Salvation doesn't come by my choice or will, but by the grace of God alone, through the gift of faith alone which He alone gives.
I was raised in the Evangelical tradition, so I was raised on Decision Theology, and so if you want to know when I said the "Sinner's Prayer", well I prayed that once when I was almost four years old. Then I prayed it again when I was eight years old because i was afraid that I didn't understand or really mean it when I was four. And I continued to worry about whether I meant it or knew what it meant to mean it--and that realization that this theology of Decision was just another form of works righteousness which cannot offer assurance and hope ultimately led me down the road (quite unintentionally) to becoming a Lutheran, because in Lutheranism I heard the Gospel purely preached.
I believed before the whole "Sinner's Prayer", and I've believed throughout my whole life. I've believed because the Word has always been around me, saturating my life, it was always on my parents' lips from the moment I entered this world. And it is that Gospel which, as St. Paul says, is "the power of God to save all who believe".
I eventually received Holy Baptism when I was 17, since--again--I was raised in the modern Evangelical/Pentecostal tradition where Baptism is seen not as a Sacramental gift of God by which He adopts us by the grace and Word attached to Baptism, but as a personal choice one makes to confess their faith publicly (a non-biblical teaching by the way).
So I'm baptized, I've always believed. I can confess baptismus sum--I am baptized--and by this have confidence of my salvation in Jesus Christ. Not by my works, my will, my choices, but by the good will and grace of God accomplished by the all-sufficient work of Jesus Christ who died and rose.
Now do you really want to get into a debate over Monergism and the Sacraments; or shall we go back to the topic of the thread?
-CryptoLutheran
Well as far as I am concerned we were discussing the topic of the thread. We were discussing whether or not Christians are the ultimate "Conspiracy Theorists" as the world would recognize us, or are we Conventional Thinkers.
As a Baptist, convinced that you need to make a choice for or against Christ, you would have been considered a Conspiracy Theorist by all Atheists and some others who refuse to believe in Christ Jesus.
As a Lutheran, I don't know what to make of what you said. I'll leave that in God's hands to sort out, but by your own admission, your peers believed that it was true and by tradition you believed it.
The bottom line is this, if we think like the World does, we cannot accept the Truth written in Scripture. Therefore, anyone who professes to believe God's Word and that Jesus died on the Cross at Calvary, rose again the third day and is seated at the right hand of the Father and will return again Triumphant has to be, and is considered a Conspiracy Theorist, even if they don't relish the term.
Because Herod conspired to kill Jesus by having all the boy babies under a certain age killed; thereby killing the Messiah.
That is a Conspiracy Theory, the biggest grandaddy of them all.
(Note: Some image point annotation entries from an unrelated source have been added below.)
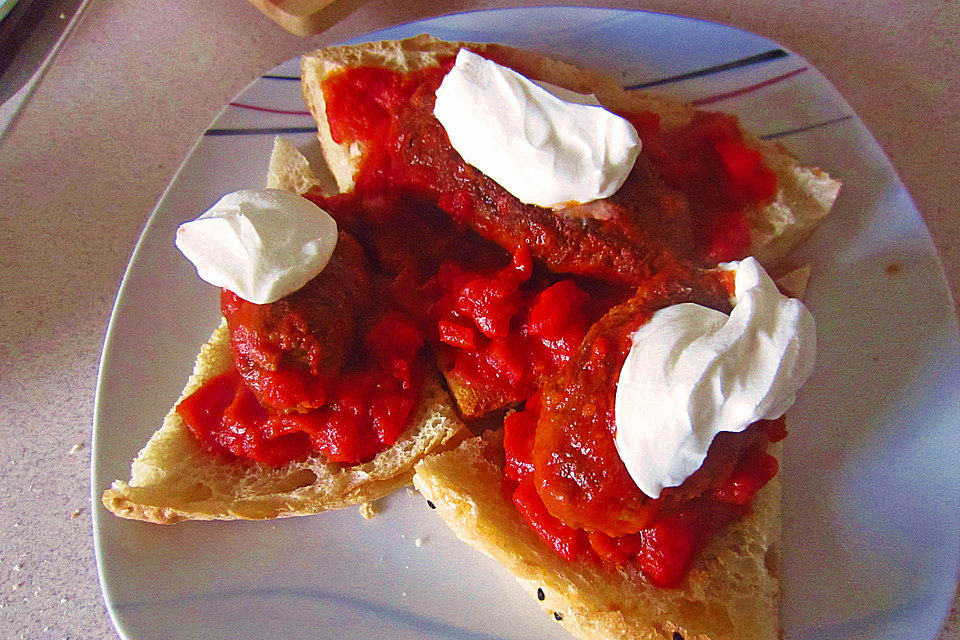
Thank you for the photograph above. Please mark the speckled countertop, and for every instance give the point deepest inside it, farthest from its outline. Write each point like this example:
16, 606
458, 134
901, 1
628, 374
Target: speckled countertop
124, 101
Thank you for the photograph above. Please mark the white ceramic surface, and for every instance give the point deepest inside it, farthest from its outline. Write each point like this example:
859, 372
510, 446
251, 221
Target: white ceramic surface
871, 517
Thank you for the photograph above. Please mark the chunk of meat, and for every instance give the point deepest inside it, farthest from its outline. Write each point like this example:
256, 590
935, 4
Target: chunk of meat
286, 349
644, 226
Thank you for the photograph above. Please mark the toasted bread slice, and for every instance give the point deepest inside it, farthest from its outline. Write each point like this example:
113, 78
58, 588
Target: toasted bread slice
804, 197
731, 593
174, 479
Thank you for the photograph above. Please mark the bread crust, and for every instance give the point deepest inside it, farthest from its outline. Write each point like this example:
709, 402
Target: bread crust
733, 590
174, 479
731, 593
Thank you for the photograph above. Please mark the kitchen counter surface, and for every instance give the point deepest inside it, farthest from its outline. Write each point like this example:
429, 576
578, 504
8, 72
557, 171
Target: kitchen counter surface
123, 102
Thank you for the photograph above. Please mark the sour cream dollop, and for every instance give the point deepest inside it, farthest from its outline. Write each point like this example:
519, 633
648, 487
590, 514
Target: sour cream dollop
693, 372
262, 244
544, 150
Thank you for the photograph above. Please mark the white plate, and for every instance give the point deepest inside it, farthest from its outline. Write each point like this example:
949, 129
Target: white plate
871, 516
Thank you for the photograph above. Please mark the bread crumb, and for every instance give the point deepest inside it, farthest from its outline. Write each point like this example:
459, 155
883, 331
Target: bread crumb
368, 510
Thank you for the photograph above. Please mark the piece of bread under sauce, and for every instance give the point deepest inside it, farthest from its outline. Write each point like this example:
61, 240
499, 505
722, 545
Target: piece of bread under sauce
733, 590
731, 593
804, 194
173, 478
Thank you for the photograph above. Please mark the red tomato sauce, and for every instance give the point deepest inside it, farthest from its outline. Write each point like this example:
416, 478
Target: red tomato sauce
355, 414
504, 294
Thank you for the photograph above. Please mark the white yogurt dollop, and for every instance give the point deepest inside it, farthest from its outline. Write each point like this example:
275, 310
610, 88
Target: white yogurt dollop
544, 150
261, 244
693, 372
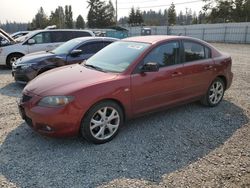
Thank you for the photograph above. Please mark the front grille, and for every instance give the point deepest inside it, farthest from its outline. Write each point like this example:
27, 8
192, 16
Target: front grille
26, 98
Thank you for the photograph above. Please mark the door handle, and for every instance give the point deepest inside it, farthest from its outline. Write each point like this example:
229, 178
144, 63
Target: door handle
174, 74
209, 67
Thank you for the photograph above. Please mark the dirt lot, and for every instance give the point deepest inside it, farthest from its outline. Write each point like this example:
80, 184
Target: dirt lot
188, 146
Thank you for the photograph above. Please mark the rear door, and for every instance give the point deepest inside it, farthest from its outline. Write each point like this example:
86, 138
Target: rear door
198, 68
59, 37
157, 89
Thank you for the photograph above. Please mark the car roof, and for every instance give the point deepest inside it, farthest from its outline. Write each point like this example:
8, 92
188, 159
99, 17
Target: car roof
152, 39
85, 39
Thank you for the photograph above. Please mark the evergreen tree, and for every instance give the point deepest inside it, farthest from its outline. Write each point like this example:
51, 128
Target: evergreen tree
57, 18
80, 24
100, 15
110, 14
138, 17
172, 15
227, 11
68, 17
131, 17
180, 18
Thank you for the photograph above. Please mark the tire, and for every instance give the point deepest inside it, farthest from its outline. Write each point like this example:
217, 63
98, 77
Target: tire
12, 58
98, 126
214, 93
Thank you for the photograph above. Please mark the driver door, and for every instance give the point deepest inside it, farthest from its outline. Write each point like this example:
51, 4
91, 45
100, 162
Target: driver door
151, 90
42, 43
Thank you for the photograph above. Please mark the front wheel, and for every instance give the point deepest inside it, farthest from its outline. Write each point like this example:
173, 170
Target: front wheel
215, 93
102, 122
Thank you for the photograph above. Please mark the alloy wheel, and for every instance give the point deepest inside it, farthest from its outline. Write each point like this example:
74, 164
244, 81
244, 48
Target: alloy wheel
104, 123
216, 92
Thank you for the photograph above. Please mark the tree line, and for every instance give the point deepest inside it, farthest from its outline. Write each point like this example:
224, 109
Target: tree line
214, 11
101, 14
Christians believe it as fact.
The Jews would have believed this Conspiracy of Jesus being the Messiah IF Jesus had acted the way they wanted Him to.
Some Jews, thank God, did believe it, but the majority didn't.
So Christianity in and of itself is a Conspiracy. Some come to it because it has become a tradition in their lives, that is widely accepted by the people they trust and respect. Like you did.
Others come by it, because they dare to believe something their peers refuse to believe, and they investigate it and find enough validation for them to come to a conclusion, that YES it must be true.
But, Christians that bash "Conspiracy Theorists" should look at themselves in the mirror and realize that they are calling themselves fruitcakes, wackos and nutjobs just by their own professions of faith.
It was a Conspiracy to cause Jesus to be arrested and then crucified, even though he was innocent, because they conspired against Him and Judas even took a bribe of 30 pieces of silver.